A conti fatti, Pechino prima ancora che presentabile, ha il problema di essere agibile per un’Olimpiade. Lo stato di deterioramento dell’ambiente da queste parti è tale che, mentre molte misure venivano adottate per convincere il mondo della svolta verde cinese, altre si sono dovute prendere d’urgenza per tamponare le falle che si stavano aprendo a pochi giorni dai Giochi. E nemmeno ora c’è la garanzia che tutto andrà come deve.

D’altra parte, gli organismi di controllo ambientale cinesi, come la Sepa (State Environmental Protection Agency), da un lato lamentano scarsi fondi dal governo centrale, dall’altro sono stati spesso accusati di lassismo. Lo stesso governo, che a parole comincia a riconoscere la serietà delle problematiche ambientali, sembra agire con vera determinazione solo a Pechino e dintorni. Mentre le ripercussioni di queste politiche investono la Cina intera e il pianeta.

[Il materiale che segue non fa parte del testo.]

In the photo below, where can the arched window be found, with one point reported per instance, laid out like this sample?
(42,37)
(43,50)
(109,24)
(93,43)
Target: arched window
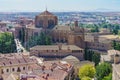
(2,71)
(7,70)
(51,24)
(13,69)
(23,68)
(18,70)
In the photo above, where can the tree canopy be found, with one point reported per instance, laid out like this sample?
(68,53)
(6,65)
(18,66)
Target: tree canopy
(109,77)
(87,71)
(7,44)
(102,70)
(86,78)
(92,56)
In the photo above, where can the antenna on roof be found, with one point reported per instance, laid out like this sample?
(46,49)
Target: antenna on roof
(46,7)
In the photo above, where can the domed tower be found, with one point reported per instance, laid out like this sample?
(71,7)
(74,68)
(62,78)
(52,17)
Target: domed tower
(46,20)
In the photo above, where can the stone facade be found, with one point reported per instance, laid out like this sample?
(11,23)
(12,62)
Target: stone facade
(57,51)
(46,20)
(15,63)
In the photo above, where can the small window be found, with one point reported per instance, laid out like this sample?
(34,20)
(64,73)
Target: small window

In un’inchiesta recente, ripresa anche in Italia da Internazionale, il giornalista americano James Fallows ha voluto inaugurare una nuova visione del ruolo della Cina nella lotta ambientale globale. Dice in sostanza: tale e tanto è il potenziale inquinante della Cina per il prossimo futuro, che se solo decidessero di invertire la rotta in maniera decisa, in un colpo si ridimensionerebbero molti degli scenari più negativi che sono stati tracciati per il futuro del pianeta. I modesti ma inattesi risultati visti finora vanno, dunque, incoraggiati, tanto che più che la Cina, come si coglie in questo periodo e al di là delle storiche apparenze, sembra tenere molto ai riconoscimenti dall’esterno.

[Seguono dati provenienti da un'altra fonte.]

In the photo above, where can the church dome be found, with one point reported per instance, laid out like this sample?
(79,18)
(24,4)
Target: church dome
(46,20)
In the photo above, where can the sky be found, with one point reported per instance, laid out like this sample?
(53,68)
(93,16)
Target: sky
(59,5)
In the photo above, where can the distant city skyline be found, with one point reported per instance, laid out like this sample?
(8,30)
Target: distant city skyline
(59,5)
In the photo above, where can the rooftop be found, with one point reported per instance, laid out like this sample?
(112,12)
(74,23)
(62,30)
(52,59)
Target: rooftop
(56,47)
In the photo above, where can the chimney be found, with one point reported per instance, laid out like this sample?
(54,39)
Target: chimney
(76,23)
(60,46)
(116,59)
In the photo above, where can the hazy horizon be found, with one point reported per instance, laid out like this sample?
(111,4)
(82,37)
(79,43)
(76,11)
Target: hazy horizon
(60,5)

Forse allora è utile incoraggiare il gigante cinese. Allo stesso tempo, prosaicamente, si può ricordare che i danni ambientali costano ai cinesi il 9% annuo del prodotto interno lordo (fonte Onu, 2006), mentre le tecnologie verdi possono rivelarsi anch’esse un business formidabile. Tutto questo per restare dentro i parametri economici. Poi ci sono i dati umanitari della questione ambientale, di fronte ai quali finora Pechino ha spesso distolto lo sguardo. I fiumi decadono, la terra fertile arretra, si respira male e la protesta monta. Ora giunge questa tappa storica, la Cina si prepara e si ripensa in attesa dei visitatori stranieri: chissà che non sia l’ora di qualche sorpresa.